Reasons for a reading group:
- It would give some of us the motivation to actually go through the Sequences finally.
- I have frequently had thoughts or questions on some articles in the Sequences, but I refrained from commenting because I assumed it would be covered in a later article or because I was too intimidated to ask a stupid question. A reading group would hopefully assume that many of the readers would be new to the Sequences, so asking a question or making a comment without knowing the later articles would not appear stupid.
- It may even bring back a bit of the blog-style excitement of the "old" LW ("I wonder what exciting new thoughts are going to be posted today?") that many have complained has been missing since the major contributors stopped posting.
I was wrong about the number - the number is approximately 300 articles. I'm basing this on the kickstarter page for the audio version, on the sidebar under where it says "Pledge $50 or more".
Still, 300 articles would take almost a year at 1 per day and almost 6 years at once per week.

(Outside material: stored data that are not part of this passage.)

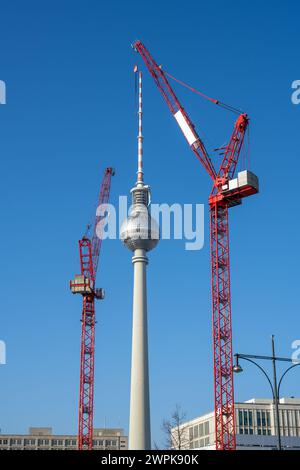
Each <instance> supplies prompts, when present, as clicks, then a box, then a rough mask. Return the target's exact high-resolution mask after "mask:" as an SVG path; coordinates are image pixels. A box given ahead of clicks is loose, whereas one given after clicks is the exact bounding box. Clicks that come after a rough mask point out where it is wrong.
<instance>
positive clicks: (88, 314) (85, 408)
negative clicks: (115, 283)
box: [70, 167, 114, 450]
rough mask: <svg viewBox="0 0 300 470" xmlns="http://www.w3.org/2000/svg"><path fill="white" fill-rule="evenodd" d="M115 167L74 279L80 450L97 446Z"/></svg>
mask: <svg viewBox="0 0 300 470" xmlns="http://www.w3.org/2000/svg"><path fill="white" fill-rule="evenodd" d="M113 175H114V170H113V168H111V167H108V168H106V169H105V171H104V176H103V180H102V184H101V189H100V194H99V198H98V206H97V212H96V217H95V221H94V227H93V237H92V240H90V239H89V238H88V237H87V236H83V237H82V239H81V240H79V256H80V268H81V274H80V275H76V276H75V279H74V280H72V281H70V289H71V291H72V293H73V294H81V295H82V301H83V306H82V316H81V347H80V387H79V416H78V450H92V448H93V411H94V360H95V323H96V320H95V299H103V298H104V290H103V289H99V288H96V287H95V283H96V276H97V268H98V263H99V256H100V249H101V244H102V225H101V217H102V215H103V214H101V211H99V208H100V207H101V206H102V207H103V205H104V204H107V203H108V200H109V193H110V184H111V177H112V176H113Z"/></svg>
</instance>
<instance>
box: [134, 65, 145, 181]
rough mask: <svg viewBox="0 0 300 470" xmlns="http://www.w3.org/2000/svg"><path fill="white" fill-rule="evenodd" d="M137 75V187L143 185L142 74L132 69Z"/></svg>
mask: <svg viewBox="0 0 300 470" xmlns="http://www.w3.org/2000/svg"><path fill="white" fill-rule="evenodd" d="M134 71H135V73H137V74H138V171H137V175H138V178H137V185H138V186H142V185H143V184H144V173H143V88H142V72H141V71H140V70H138V68H137V67H135V68H134Z"/></svg>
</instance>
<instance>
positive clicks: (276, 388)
mask: <svg viewBox="0 0 300 470" xmlns="http://www.w3.org/2000/svg"><path fill="white" fill-rule="evenodd" d="M271 339H272V356H258V355H255V354H240V353H236V354H235V355H234V357H235V364H234V366H233V368H232V369H233V372H235V373H236V374H238V373H241V372H243V368H242V367H241V365H240V360H241V359H244V360H245V361H248V362H251V363H252V364H254V365H255V366H256V367H258V369H260V371H261V372H262V373H263V374H264V376H265V377H266V379H267V381H268V383H269V385H270V388H271V391H272V397H273V402H274V405H275V412H276V430H277V449H278V450H281V449H282V446H281V432H280V420H279V396H280V395H279V392H280V386H281V383H282V379H283V378H284V377H285V375H286V374H287V373H288V372H289V371H290V370H291V369H293V368H294V367H296V366H299V365H300V361H295V360H294V359H290V358H288V357H277V356H276V355H275V341H274V335H272V337H271ZM254 359H261V360H268V361H272V366H273V383H272V381H271V379H270V377H269V375H268V374H267V372H266V371H265V369H264V368H263V367H262V366H261V365H260V364H258V363H257V362H256V361H254ZM277 361H281V362H292V363H293V365H291V366H290V367H288V368H287V369H286V370H285V371H284V373H283V374H282V375H281V377H280V379H279V382H278V384H277V371H276V362H277Z"/></svg>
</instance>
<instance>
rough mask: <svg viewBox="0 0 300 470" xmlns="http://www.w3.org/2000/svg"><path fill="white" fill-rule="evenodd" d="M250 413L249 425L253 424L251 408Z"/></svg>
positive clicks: (251, 411)
mask: <svg viewBox="0 0 300 470" xmlns="http://www.w3.org/2000/svg"><path fill="white" fill-rule="evenodd" d="M248 413H249V426H253V413H252V411H251V410H249V411H248Z"/></svg>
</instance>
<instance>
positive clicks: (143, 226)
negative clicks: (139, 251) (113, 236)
mask: <svg viewBox="0 0 300 470" xmlns="http://www.w3.org/2000/svg"><path fill="white" fill-rule="evenodd" d="M120 237H121V240H122V241H123V243H124V245H125V246H126V247H127V248H128V249H129V250H130V251H134V250H137V249H142V250H145V251H150V250H153V248H155V247H156V245H157V244H158V241H159V228H158V224H157V222H156V221H155V220H154V219H153V218H152V217H151V215H150V214H149V211H148V208H147V206H145V205H144V204H134V205H133V206H131V209H130V212H129V216H128V218H127V219H126V220H125V221H124V222H123V224H122V227H121V232H120Z"/></svg>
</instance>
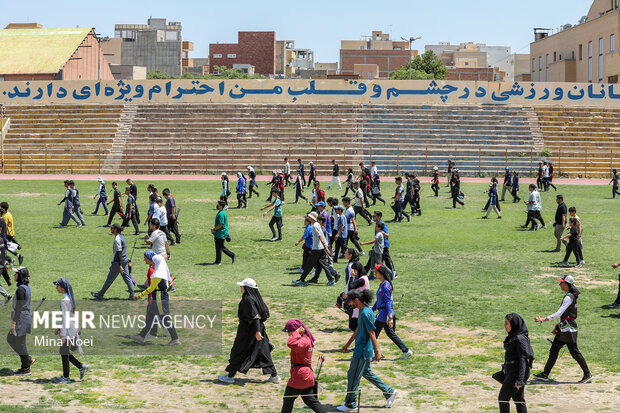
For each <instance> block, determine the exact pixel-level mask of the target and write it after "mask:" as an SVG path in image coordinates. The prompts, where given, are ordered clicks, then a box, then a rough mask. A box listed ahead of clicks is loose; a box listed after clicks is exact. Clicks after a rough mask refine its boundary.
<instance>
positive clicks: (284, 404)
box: [280, 385, 327, 413]
mask: <svg viewBox="0 0 620 413" xmlns="http://www.w3.org/2000/svg"><path fill="white" fill-rule="evenodd" d="M316 394H318V392H317V386H316V385H314V386H312V387H308V388H307V389H294V388H292V387H291V386H286V390H284V400H283V402H282V410H280V413H291V412H292V411H293V404H295V400H297V396H301V399H302V400H303V401H304V403H305V404H306V406H308V407H309V408H310V409H312V411H313V412H317V413H327V410H326V409H325V407H323V405H322V404H321V402H319V399H318V398H317V396H315V395H316Z"/></svg>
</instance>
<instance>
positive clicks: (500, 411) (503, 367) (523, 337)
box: [494, 313, 534, 413]
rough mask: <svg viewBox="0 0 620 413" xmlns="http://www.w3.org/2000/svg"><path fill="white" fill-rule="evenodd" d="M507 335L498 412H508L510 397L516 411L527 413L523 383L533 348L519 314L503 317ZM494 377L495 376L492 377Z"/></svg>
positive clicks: (520, 412)
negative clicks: (516, 409)
mask: <svg viewBox="0 0 620 413" xmlns="http://www.w3.org/2000/svg"><path fill="white" fill-rule="evenodd" d="M504 328H505V329H506V332H507V333H508V335H507V336H506V338H505V339H504V351H505V353H504V364H502V375H501V376H500V378H503V380H502V388H501V389H500V391H499V395H498V396H497V400H498V402H499V411H500V413H510V399H512V400H513V401H514V403H515V406H516V408H517V413H527V407H526V405H525V397H524V394H525V384H526V383H527V379H528V378H529V377H530V369H531V368H532V363H533V361H534V350H532V345H531V343H530V337H529V334H528V331H527V326H526V325H525V321H523V318H521V316H520V315H519V314H516V313H512V314H508V315H507V316H506V318H505V319H504ZM494 378H495V377H494Z"/></svg>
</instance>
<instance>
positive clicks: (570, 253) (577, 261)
mask: <svg viewBox="0 0 620 413" xmlns="http://www.w3.org/2000/svg"><path fill="white" fill-rule="evenodd" d="M571 253H574V254H575V259H576V260H577V264H579V263H580V262H581V261H583V251H581V244H580V243H579V242H575V243H572V242H569V243H568V245H567V246H566V255H564V262H568V259H569V258H570V254H571Z"/></svg>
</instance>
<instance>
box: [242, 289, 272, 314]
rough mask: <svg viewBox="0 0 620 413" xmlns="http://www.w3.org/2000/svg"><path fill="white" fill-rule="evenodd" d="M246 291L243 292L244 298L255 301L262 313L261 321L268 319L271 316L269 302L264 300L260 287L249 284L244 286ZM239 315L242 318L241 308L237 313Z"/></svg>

One additional thing to note is that most of the articles aren't that long. If you can more or less keep up with Slate Star Codex then I'd guess you should have no problem with once a day Sequences. If you missed a day or two, or even a week or two, it wouldn't take you all that long to catch up.
Maybe we should look at a compromise: Would every other day (so about two years total) maybe work better?
Looks like it's time for yet another poll. My, this thread is getting rather full of those.
What pace would you prefer?
[pollid:828]
If you split up some of the longer articles, you might be able to get it to exactly 365 days of blog posts. :)
The eBook will be organized into 26 sequences, all of similar length; so if you want to start new discussion threads, perhaps you should do one thread per sequence rather than one per blog post.